Deerparks and forests were important elements of the seigneurial landscape of the region. They have the potential to leave important traces on the historic environment, including park pales and boundaries, as well as hunting and foresters lodges. These remains have the potential to help understand the extent of such parks, as well as appreciate the investment in their infrastructure. Faunal assemblages from high status sites also have the potential to improve our understanding of the use of such wild resources.
The medieval period saw the foundation of the North-East’s urban network. There has been archaeological excavation in some of the region’s larger towns such as Newcastle and Hartlepool, but intervention has been less extensive in smaller towns and administrative centres. Once more there has been relatively little synthetic research on medieval urbanism. There is a particular need for work on the ceramic assemblages from small towns and rural sites to tie them into type series developed for larger urban centres. For larger towns, such as Newcastle, deposit models could unite archaeological and geotechnical data. Any development on the back lots of urban properties should be the focus of adequate evaluation and, where necessary, full excavation. It is possible that some structures of medieval date may still stand, and a pilot project could usefully explore this possibility. Recently, there has been an increase in infill development in smaller towns and larger villages, which provides the opportunity for development-control work to feed into this research theme. Equally, any output would help inform development-control decisions in such contexts.

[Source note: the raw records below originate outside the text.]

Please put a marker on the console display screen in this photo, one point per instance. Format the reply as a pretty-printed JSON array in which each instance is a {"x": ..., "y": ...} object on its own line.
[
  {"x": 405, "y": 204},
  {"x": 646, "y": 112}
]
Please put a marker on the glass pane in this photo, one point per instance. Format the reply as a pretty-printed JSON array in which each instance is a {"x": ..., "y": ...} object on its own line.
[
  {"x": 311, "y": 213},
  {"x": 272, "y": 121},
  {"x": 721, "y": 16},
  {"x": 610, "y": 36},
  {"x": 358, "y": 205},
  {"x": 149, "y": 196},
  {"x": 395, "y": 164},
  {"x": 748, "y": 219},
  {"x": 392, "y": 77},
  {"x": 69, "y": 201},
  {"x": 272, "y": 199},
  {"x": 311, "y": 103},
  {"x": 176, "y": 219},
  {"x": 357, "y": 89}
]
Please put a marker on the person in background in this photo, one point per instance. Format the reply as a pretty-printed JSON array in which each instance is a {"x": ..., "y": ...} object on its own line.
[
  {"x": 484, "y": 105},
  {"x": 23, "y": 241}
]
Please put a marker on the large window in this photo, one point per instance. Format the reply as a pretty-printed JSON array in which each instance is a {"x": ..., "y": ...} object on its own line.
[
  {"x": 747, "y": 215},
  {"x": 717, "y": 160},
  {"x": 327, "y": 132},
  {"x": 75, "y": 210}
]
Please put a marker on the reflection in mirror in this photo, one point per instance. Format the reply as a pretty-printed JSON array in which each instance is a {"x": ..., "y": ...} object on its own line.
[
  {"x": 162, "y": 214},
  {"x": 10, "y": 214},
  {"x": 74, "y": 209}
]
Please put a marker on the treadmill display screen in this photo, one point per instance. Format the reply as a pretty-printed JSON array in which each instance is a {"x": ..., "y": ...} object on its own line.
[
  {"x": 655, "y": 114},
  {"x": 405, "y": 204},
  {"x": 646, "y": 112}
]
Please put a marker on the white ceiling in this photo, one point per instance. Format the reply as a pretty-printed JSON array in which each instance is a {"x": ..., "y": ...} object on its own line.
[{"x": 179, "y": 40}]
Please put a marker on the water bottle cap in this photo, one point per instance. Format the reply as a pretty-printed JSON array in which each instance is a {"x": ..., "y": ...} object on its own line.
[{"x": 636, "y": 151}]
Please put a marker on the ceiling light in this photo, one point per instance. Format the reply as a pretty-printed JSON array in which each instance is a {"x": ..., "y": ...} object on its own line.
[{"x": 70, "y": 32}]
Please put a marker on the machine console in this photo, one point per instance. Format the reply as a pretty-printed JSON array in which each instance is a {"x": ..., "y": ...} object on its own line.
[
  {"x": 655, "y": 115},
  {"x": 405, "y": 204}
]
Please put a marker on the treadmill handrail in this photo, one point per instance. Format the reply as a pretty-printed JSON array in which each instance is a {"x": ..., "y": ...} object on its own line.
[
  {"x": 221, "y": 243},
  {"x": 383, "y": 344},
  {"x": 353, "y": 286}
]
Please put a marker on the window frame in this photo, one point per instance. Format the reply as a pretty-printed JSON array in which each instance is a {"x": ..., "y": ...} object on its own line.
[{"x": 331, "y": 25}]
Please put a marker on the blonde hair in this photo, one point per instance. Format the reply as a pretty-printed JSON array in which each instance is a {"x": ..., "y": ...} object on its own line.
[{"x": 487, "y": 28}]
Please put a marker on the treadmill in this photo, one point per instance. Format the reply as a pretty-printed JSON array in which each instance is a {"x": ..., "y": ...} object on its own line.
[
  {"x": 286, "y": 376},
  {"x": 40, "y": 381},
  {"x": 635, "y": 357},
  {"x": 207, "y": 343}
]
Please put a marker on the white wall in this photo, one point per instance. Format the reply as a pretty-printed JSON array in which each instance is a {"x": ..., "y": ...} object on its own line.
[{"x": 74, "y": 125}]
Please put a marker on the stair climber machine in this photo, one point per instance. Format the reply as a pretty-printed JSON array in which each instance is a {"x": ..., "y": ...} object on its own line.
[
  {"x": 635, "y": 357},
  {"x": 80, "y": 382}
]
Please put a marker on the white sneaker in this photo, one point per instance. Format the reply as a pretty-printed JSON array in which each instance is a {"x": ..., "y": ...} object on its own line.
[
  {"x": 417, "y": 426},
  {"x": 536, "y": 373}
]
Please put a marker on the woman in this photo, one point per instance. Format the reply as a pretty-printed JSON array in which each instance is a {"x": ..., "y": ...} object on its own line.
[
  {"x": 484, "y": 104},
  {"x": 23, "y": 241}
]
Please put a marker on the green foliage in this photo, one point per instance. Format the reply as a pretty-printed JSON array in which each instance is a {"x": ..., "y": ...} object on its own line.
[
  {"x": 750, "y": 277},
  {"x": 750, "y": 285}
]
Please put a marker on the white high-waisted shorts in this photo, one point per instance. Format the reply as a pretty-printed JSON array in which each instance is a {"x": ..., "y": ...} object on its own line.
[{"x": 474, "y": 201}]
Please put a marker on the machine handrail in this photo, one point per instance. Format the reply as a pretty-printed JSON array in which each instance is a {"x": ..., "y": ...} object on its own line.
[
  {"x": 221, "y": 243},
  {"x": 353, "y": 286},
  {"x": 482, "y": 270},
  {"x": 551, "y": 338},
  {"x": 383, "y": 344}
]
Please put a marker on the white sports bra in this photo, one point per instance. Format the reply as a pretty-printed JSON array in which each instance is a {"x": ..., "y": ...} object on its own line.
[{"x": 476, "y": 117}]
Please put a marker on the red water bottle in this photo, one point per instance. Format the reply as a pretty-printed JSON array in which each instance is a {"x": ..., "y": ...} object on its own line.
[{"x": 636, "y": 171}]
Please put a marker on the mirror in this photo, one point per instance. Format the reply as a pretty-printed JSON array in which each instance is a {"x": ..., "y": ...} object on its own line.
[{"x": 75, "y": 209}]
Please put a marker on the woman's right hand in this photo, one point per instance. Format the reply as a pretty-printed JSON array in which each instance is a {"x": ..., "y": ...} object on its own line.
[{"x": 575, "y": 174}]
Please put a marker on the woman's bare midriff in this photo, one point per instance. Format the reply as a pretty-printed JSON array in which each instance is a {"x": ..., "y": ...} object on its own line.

Basic issues such as patterns of urban-rural interdependence and urban consumption still require investigation (cf. Perring et al 2002). There is scope here for comparative work looking at both urban and rural finds assemblages and complimentary environmental material.
Patterns of social identity within the region’s urban centres, are also under-researched. Many towns have an extensive stock of urban buildings. They should be the focus for a range of archaeological, architectural and historical approaches. Patterns of economic exchange, production and trade could usefully be explored through the artefactual record especially in conjunction with documentary evidence. The potential exists to exploit the large assemblages of material culture recovered from archaeological excavation, including faunal remains, as well as to research suites of environmental remains. Exploration of links such as these moves beyond site-specific studies and should expand our knowledge of regional economic and social interactions. The multicultural and international nature of medieval Newcastle makes it an ideal context for investigating the construction and maintenance of social identities. Through an exploration of the notion of a Hanseatic identity, this theme has the possibility to create research of international importance.
There is growing evidence for the survival of medieval structures masked behind more recent facades. This should be synthesised and a typology created. In particular, there is greater potential than has hitherto been recognised for the survival of urban domestic structures, and there is still a need to understand the architecture of non-domestic buildings. They have the potential to inform us about the impact of urbanism on vernacular architectural traditions while their layout and organisation also has implications for the use of space in medieval towns, particularly the role of back lots as foci for small-scale industrial activity. Early engravings and photographs may preserve images of structures like these that have now been lost. Their potential should be explored further.